Winner (Autobiography) London Book Festival 2024
From the Publisher: “When we are young, we think little about growing old. But time soon catches up with us: the first gray hair, a buckling knee, the purchase of reading glasses, or when a heart attack at the age of 56 rattles your world and reminds you that none of us gets out of here alive. In this meditative and intimate personal narrative on the act of aging, David W. Berner discovers how to accept and revel in the present, when the days that remain are fewer than those that have passed and offers a path for celebrating life’s final chapters. Through the lessons of seasonal change, the natural world, literature, and spirituality, Berner gives us a kind of instruction book on the art of growing older, challenging us to accept aging’s transformative powers. As a keen observer of the world, he forms a guiding philosophy on how to discover joy in the time we have left and nourishment in life’s remaining seasons.”

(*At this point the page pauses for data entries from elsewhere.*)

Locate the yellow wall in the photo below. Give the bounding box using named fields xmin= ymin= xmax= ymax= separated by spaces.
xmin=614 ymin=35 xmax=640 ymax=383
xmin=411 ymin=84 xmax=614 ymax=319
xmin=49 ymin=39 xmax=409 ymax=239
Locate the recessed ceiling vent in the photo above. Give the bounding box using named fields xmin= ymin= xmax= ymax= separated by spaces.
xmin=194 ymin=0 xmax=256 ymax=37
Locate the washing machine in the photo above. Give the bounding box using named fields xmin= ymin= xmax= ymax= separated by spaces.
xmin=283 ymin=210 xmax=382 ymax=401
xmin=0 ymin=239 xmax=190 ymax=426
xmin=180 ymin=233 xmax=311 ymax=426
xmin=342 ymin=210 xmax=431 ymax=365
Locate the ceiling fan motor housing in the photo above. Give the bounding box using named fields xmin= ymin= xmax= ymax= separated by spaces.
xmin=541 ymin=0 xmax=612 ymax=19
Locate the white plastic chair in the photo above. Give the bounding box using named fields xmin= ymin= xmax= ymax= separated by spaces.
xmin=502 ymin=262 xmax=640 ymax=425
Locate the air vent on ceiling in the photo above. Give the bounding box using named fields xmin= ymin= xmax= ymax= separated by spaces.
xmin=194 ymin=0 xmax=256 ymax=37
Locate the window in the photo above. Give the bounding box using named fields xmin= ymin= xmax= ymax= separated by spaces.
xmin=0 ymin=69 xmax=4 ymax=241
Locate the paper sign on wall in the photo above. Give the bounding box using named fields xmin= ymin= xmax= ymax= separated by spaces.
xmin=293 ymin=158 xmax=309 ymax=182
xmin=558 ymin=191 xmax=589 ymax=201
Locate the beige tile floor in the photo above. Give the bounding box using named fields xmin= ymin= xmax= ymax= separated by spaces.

More info About the Author: David W. Berner grew up in the South Hills of Pittsburgh. He is a graduate of Baldwin High School and Clarion University, Clarion, Pennsylvania. He worked as radio journalist in Pittsburgh for several years before moving to Chicago. He has been honored as the Writer-in-Residence at the Jack Kerouac Project in Orlando and the Ernest Hemingway Birthplace Home and Museum in Oak Park, Illinois. Daylight Saving Time is his 12th book and is available now for pre-order.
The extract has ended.